Speaker Bio: Edison Thomaz is an Associate Professor and William H. Hartwig Fellow in the Department of Electrical and Computer Engineering at The University of Texas at Austin, where he directs the Human Signals Laboratory. His research is on human-centered machine learning, sensing and perception using wearable and ubiquitous technologies.
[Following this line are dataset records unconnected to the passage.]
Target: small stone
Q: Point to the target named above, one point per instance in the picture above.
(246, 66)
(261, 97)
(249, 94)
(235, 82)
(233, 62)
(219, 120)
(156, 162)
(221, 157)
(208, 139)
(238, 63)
A key focus of the Human Signals Lab is digital health and personalized medicine such as building health models and tools that can characterize and forecast various states of health and disease from sensor data. At UT Austin, he is a member of the DICE, SES, and bioECE tracks, the Wireless Networking and Communications Group (WNCG), and the iMAGiNE consortium. He is currently an editor on the ACM Proceedings on Interactive, Mobile, Wearable and Ubiquitous Technologies (PACM IMWUT) and a Steering Committee Chair of the ACM International Joint Conference on Pervasive and Ubiquitous Computing (UbiComp). Thomaz holds a bachelor's degree in Computer Science from UT Austin, a master's from MIT and a Ph.D. from Georgia Tech. Prior to his Ph.D., he held industry positions at Microsoft and France Telecom.